In posting this, I went back to reference an earlier post I had made for Alex’s previous effort, “The Thorium Dream”, and discovered to my horror that I had never posted it on the blog! So in attempting to rectify for that past oversight, here is his enjoyable short documentary on the growing effort to bring an understanding of thorium and the molten-salt reactor to the world.

Motherboard TV: The Thorium Dream

Finally, Moir references the paper that he and Teller co-wrote, which was Teller’s final paper. For those of you who would like to read it, here it is in PDF form:

Thorium-Fueled Underground Power Plant Based on Molten Salt Technology, by Ralph Moir and Edward Teller, 2004

7 thoughts on “Great Videos from Alex Pasternack!

  1. A couple more good videos- thank you Kirk. Let me ask you- if there was one thing that you would want done now, for a maximum return on getting Thorium reactor that much closer to reality, what would it be? Funding? Investment? A hearing before congress? Before the Department of Energy? A bill passed? What would it be?

  2. Thanks for those videos. Interesting to watch and well made.

    I have the same question as Paul. In The Thorium Dream they mentioned the need for a "game changer". What could that be? Does it have to come from the government? Could it be Apple or Google deciding to invest in Flibe Energy? Does it include widespread awareness?

  3. OK, so Thorium is so great and it will save the world by proving endless energy. If so what are we waiting for? That's the question that this movie does not answer. What stops everybody from building thorium energy plants? I suppose something has to be done still to prove this, but what?
    Can somebody please explain.

    1. Yeah the names are Westinghouse and General Electric.
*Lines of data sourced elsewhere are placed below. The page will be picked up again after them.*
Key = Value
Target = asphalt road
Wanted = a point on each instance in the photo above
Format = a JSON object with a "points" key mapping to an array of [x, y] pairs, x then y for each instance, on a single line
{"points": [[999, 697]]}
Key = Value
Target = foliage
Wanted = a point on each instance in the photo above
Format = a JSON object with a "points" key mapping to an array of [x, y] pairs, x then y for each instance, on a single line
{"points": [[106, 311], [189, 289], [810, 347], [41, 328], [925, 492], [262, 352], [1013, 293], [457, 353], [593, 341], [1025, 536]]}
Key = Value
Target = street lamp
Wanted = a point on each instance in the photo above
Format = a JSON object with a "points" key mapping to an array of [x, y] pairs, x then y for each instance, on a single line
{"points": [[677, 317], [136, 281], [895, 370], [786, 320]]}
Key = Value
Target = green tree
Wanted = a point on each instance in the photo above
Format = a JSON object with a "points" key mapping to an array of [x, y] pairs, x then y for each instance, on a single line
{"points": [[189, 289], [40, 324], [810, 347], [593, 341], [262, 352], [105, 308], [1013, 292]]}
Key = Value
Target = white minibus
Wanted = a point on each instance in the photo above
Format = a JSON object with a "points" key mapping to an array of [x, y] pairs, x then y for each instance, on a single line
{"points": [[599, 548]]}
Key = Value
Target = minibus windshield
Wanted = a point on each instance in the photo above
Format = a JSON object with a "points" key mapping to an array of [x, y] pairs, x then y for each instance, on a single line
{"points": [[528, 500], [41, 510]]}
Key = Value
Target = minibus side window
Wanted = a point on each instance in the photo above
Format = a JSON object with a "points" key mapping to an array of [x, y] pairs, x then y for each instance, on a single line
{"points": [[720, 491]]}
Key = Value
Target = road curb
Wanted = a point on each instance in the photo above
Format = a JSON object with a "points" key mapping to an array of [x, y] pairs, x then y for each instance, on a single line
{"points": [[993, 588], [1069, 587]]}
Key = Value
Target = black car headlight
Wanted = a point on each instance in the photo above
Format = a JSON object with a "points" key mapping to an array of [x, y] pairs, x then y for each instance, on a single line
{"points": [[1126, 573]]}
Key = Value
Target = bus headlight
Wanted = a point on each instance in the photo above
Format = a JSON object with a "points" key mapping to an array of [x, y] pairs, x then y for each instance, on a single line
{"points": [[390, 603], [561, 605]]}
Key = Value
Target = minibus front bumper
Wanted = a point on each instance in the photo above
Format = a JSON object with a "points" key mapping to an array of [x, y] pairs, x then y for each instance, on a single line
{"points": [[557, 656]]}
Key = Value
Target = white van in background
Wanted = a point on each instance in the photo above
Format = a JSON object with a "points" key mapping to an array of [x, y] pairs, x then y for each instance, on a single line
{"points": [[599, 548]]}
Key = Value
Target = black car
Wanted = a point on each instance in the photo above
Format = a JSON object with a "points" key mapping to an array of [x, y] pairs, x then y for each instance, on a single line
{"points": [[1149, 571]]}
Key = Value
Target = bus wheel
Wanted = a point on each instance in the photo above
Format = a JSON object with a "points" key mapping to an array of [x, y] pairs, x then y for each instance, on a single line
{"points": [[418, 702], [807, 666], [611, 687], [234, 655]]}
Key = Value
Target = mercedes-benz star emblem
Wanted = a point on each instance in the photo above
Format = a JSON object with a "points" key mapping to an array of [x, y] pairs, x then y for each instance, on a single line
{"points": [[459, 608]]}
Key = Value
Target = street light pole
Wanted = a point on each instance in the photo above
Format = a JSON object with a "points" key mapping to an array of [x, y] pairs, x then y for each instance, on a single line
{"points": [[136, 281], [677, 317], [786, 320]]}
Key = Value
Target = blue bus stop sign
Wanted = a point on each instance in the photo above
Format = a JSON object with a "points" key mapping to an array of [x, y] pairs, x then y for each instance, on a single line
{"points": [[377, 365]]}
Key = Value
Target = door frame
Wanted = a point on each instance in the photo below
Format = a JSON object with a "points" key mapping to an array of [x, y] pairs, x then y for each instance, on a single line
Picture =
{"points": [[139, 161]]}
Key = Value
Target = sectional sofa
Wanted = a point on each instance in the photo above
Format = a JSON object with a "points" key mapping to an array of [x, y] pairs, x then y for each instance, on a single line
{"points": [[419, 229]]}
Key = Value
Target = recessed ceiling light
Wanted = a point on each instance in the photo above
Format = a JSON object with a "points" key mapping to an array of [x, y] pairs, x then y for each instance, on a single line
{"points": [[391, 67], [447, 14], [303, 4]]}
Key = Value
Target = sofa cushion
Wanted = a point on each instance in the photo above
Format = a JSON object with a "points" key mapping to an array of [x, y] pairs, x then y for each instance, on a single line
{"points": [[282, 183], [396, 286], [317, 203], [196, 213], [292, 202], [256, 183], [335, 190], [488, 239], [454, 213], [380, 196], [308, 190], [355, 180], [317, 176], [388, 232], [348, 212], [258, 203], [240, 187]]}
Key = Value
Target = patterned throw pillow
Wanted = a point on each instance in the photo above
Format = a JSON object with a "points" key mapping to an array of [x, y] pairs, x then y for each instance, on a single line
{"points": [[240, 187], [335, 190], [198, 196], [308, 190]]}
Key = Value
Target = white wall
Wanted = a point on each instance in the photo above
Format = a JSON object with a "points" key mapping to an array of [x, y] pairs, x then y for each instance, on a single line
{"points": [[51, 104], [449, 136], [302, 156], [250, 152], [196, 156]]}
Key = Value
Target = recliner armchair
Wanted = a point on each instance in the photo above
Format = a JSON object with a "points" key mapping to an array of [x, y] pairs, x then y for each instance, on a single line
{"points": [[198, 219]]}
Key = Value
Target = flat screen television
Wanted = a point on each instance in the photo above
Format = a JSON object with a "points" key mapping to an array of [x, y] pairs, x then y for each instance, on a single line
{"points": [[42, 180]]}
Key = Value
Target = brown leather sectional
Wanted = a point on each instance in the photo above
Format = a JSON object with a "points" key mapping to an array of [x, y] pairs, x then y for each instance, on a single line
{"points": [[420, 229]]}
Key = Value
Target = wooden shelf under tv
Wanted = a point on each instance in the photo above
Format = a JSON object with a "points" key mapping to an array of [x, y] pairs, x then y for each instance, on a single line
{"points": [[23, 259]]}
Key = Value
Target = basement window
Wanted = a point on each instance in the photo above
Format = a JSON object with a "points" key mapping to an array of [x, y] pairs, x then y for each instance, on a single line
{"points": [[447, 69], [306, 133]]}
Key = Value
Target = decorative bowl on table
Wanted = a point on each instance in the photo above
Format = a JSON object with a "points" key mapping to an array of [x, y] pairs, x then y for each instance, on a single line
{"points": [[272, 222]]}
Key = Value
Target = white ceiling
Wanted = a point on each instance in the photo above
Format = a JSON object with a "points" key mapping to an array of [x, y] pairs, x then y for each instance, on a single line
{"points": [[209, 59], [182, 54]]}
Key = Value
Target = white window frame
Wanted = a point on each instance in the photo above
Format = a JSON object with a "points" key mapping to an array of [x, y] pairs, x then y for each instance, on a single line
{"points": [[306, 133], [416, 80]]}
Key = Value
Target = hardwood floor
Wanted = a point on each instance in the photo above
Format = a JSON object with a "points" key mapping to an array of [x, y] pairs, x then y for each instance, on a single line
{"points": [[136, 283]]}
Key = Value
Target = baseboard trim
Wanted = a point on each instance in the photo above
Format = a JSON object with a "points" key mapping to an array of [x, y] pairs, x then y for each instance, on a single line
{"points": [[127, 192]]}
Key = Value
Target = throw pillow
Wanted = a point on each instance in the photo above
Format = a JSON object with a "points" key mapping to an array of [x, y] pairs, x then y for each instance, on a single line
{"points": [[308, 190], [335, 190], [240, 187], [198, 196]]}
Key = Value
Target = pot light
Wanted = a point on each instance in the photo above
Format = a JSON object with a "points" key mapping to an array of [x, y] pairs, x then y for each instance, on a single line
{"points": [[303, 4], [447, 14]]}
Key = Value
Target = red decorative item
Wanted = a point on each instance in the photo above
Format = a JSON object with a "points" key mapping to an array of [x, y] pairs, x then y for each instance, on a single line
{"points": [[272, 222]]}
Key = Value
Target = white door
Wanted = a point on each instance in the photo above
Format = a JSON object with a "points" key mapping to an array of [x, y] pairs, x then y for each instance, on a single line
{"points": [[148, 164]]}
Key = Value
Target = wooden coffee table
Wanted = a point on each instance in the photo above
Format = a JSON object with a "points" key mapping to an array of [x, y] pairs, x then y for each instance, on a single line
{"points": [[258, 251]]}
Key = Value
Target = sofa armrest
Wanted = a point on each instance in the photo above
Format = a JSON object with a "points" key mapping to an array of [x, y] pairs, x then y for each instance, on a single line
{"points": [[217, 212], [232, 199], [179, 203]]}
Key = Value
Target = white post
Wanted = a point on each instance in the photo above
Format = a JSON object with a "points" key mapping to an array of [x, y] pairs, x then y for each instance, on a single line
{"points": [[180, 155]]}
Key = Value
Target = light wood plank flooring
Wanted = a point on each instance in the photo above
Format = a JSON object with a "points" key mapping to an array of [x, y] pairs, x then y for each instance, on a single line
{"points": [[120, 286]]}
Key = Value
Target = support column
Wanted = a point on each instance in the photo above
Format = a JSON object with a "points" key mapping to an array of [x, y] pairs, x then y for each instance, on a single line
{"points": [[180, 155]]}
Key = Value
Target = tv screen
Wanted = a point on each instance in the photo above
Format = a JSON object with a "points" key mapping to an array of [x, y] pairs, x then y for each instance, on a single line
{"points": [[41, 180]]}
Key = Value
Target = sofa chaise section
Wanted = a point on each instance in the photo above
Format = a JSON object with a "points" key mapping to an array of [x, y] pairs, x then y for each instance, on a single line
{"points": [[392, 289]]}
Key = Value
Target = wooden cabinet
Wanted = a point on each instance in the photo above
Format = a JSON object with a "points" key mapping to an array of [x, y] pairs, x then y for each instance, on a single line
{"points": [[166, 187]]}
There I said it out loud.
      Producers of solid fuel rods Used in light water reactors that are so inefficient I have to be replaced regularly. $$$$$

  4. I believe the key point here is that USA has enough COAL/Natural Gas to supply baseline electricity requirements for dozens of dozens of years.

    USA will not change to clean thorium until, other countries do it successfully and profitably.

    Our main goal should be promoting this thorium technology to china(india?,pakistan?), the sooner chinese complete thorium, the sooner america will have thorium.

  5. Elmo, I'd call it industrial, governmental and public inertia. The US government took the decision not to develop MSR technology decades ago. Solid uranium-based fuel with water cooling was developed, and legislated for, and an industry grew around that. This got started when prosperity was rising strongly, with the Cold War spurring nuclear development.

    Now we have an industry with various profitable sectors and an administrative framework for it to operate in. Solid uranium fueling has serious drawbacks, but in the economic downturn there's little enthusiasm to undertake expensive long-term development, and a strong incentive for those with vested interests to maintain the status quo.

    There is also the widespread public opposition to nuclear development. Demonstrably good performance from modern reactors would help to change that, but it's inertia again; prototypes are needed to get the good performance figures.

  6. Perhaps the answer is to build the prototype somewhere like Armenia; the country's virtually dependant on an ageing RBMK reactor for its energy needs and is likely to be more receptive to the new technology.